Aircloak / aircloak

This repository contains the Aircloak Air frontend as well as the code for our Cloak query and anonymization platform
2 stars 0 forks source link

Simple OR (without LED) #4222

Open yoid2000 opened 4 years ago

yoid2000 commented 4 years ago

It seems to me we can implement a safe simple OR with restrictions along the lines of what we have for simple CASE.

The basic allowed structure would be:

(col1 = val1 OR col2 = val2 OR ...) AND
(col3 = val3 OR col3 = val3 OR ...) AND
...

In other words, groups of OR'd conditions (OR groups) separated by AND

The restrictions would be as follows:

  1. Only simple expressions:
    • col = val
    • col BETWEEN val1 AND val2
    • col <> val
  2. No isolating columns.
  3. Only constants from shadow tables.
    • In the case of the range, we would require that the range encompass at least one shadow constant.
  4. A given simple expression cannot appear in every OR group.
    • Note that there is some danger that semantically identical expressions can be made with multiple of the above, for instance age = 10 and age BETWEEN 10 and 11 or gender = 'M' and gender <>F`. We would need to recognize this.
  5. The simple expressions must be clear (meaning no operations preceding the expression)

In the implementation, noise layers would be seeded from inspection --- no floating necessary.

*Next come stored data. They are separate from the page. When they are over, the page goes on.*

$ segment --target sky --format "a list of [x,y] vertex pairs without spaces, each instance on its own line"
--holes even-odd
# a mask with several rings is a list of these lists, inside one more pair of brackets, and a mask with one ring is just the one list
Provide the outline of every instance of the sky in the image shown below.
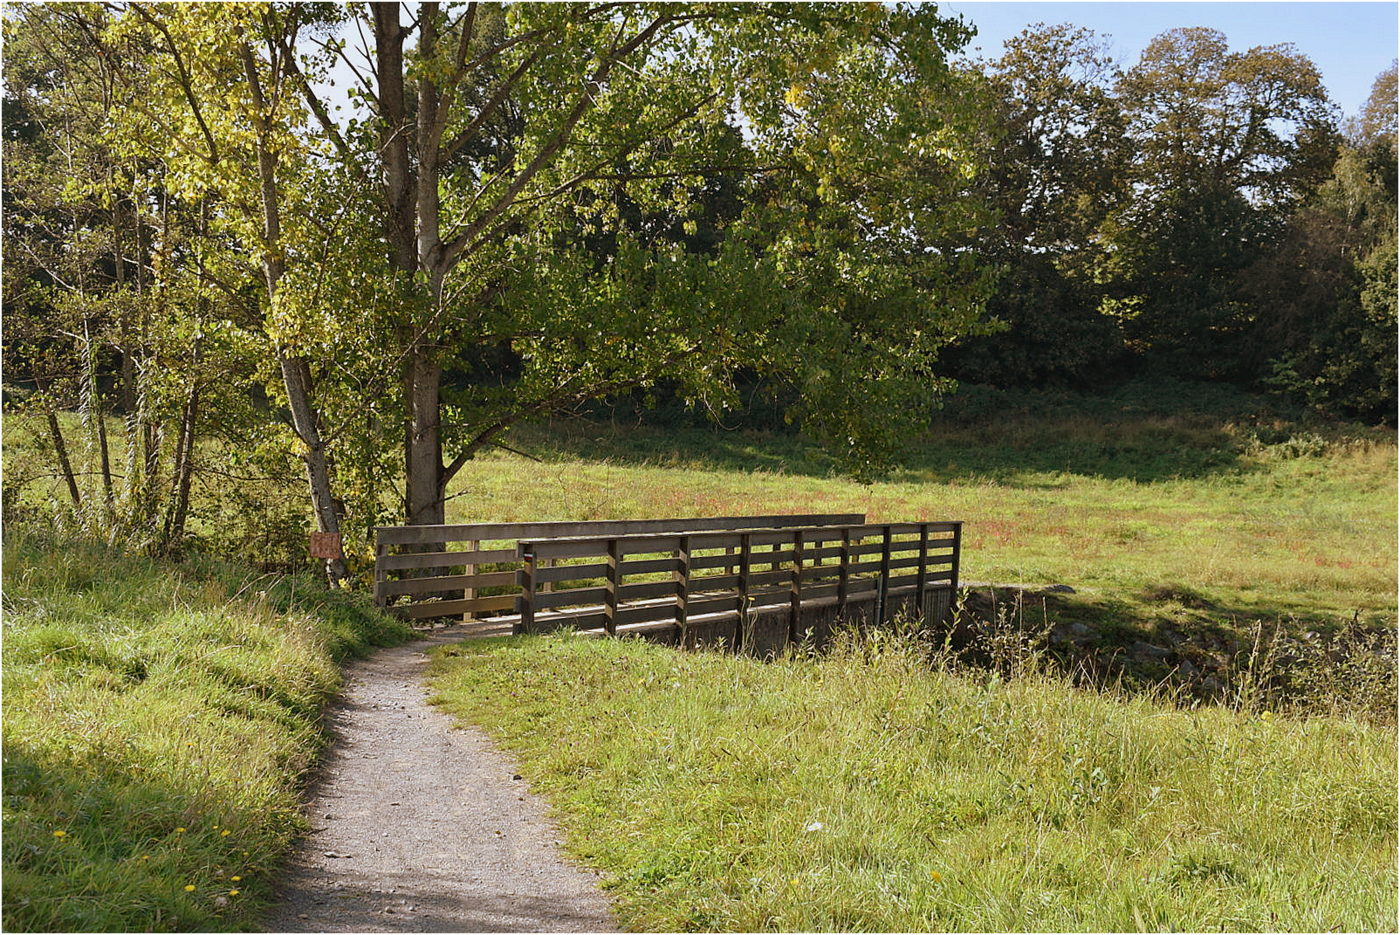
[[1119,64],[1130,66],[1158,33],[1178,26],[1220,30],[1235,51],[1292,42],[1322,72],[1322,81],[1345,116],[1354,115],[1376,80],[1396,58],[1397,11],[1393,0],[1367,3],[1175,3],[991,2],[939,3],[977,26],[969,51],[998,58],[1002,41],[1032,23],[1073,23],[1111,40]]

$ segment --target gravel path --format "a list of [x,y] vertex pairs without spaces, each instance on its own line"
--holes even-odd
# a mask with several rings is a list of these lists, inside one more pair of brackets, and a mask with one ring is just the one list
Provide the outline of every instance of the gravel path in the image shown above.
[[266,917],[273,932],[616,931],[560,852],[516,764],[426,701],[425,652],[460,629],[346,669],[312,831]]

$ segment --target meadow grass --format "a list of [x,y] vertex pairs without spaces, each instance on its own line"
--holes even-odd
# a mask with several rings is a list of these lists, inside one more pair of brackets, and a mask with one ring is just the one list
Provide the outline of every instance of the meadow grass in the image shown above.
[[444,648],[633,930],[1396,926],[1396,735],[940,668],[568,635]]
[[4,560],[4,928],[252,927],[337,660],[407,629],[309,578],[32,529]]
[[[966,389],[966,388],[965,388]],[[1068,584],[1124,622],[1391,623],[1393,432],[1290,421],[1184,384],[1110,397],[970,388],[873,484],[797,436],[556,420],[454,481],[449,522],[864,512],[961,519],[962,577]],[[1192,409],[1191,406],[1199,406]],[[1199,609],[1199,608],[1198,608]]]

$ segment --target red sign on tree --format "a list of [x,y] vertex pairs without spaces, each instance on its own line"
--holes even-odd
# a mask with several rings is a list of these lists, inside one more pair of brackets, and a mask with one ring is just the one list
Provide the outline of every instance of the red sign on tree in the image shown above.
[[311,534],[312,558],[344,558],[340,550],[340,533],[313,532]]

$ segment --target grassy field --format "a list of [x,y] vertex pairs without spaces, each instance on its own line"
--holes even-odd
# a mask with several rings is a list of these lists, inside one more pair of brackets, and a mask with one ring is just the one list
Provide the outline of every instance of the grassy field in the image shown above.
[[307,580],[5,530],[4,928],[247,929],[336,662],[405,628]]
[[930,665],[636,641],[441,651],[635,930],[1396,926],[1396,735]]
[[543,463],[498,452],[468,464],[450,521],[961,519],[970,581],[1065,583],[1124,610],[1181,585],[1240,620],[1392,617],[1394,433],[1306,426],[1256,405],[1189,385],[1143,398],[974,396],[907,468],[871,485],[831,476],[791,436],[556,422],[511,440]]

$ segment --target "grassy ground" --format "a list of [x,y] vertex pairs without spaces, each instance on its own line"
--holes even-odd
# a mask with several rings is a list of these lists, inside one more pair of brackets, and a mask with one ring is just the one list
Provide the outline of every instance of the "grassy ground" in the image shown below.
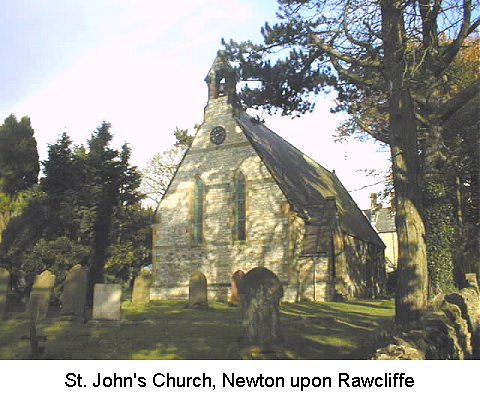
[[[38,324],[47,336],[47,359],[239,359],[239,308],[214,303],[208,310],[183,301],[122,304],[120,322],[72,322],[58,310]],[[388,328],[393,302],[298,303],[282,306],[283,341],[277,357],[365,359],[379,345],[375,334]],[[28,324],[21,313],[0,321],[0,359],[26,359]]]

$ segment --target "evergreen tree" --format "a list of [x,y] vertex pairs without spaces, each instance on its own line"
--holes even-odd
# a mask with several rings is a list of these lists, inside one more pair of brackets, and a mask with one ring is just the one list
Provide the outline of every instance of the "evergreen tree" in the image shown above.
[[102,123],[88,141],[85,160],[89,182],[90,239],[90,293],[93,285],[103,282],[103,272],[110,245],[110,229],[115,207],[119,202],[120,174],[118,152],[109,146],[112,140],[110,124]]
[[[338,109],[357,117],[355,128],[389,144],[400,253],[396,320],[403,326],[416,324],[427,298],[420,178],[424,172],[432,196],[429,207],[442,204],[442,190],[435,190],[438,183],[443,185],[437,173],[442,166],[440,122],[478,90],[473,85],[450,99],[442,96],[442,82],[466,38],[480,24],[473,20],[478,5],[469,0],[449,2],[448,7],[428,0],[279,3],[280,22],[265,25],[263,44],[225,43],[227,54],[239,61],[240,75],[256,81],[242,90],[240,98],[247,106],[298,115],[313,109],[312,95],[333,86]],[[439,40],[442,28],[444,43]],[[370,118],[378,123],[369,124],[358,118],[362,106],[372,110],[372,117],[376,111],[385,118]],[[364,114],[360,112],[360,117]],[[421,124],[427,129],[421,131]],[[429,234],[437,235],[440,225],[431,221]]]
[[10,115],[0,126],[0,190],[8,196],[28,190],[37,183],[39,169],[30,118],[17,121]]
[[66,133],[49,146],[39,190],[10,221],[1,244],[0,263],[11,266],[20,291],[42,268],[55,272],[61,286],[66,270],[81,263],[90,269],[92,294],[105,267],[123,281],[150,262],[151,212],[139,204],[140,174],[130,165],[130,148],[112,149],[111,140],[110,124],[103,123],[86,147],[73,146]]
[[10,115],[0,126],[0,242],[10,218],[24,206],[22,195],[37,183],[39,168],[30,119]]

The range expression would have a single static noise layer, the others would have two noise layers (static and uid).

The reason for the fourth restriction is that we want to prevent expressions of the sort:

a OR (b AND c)

where a, b, etc. are the simple expressions.

The reason for this is that (b AND c AND ...) serves as pseudo-identifier even when the constants in b, c, etc. are shadow constants. If we allow an expression to exist in every OR group, then an attacker can generate the above expression with:

(a OR b) AND (a OR c)

Similarly x or (a and b and c) can be made with (x or a) and (x or b) and (x or c), and so on.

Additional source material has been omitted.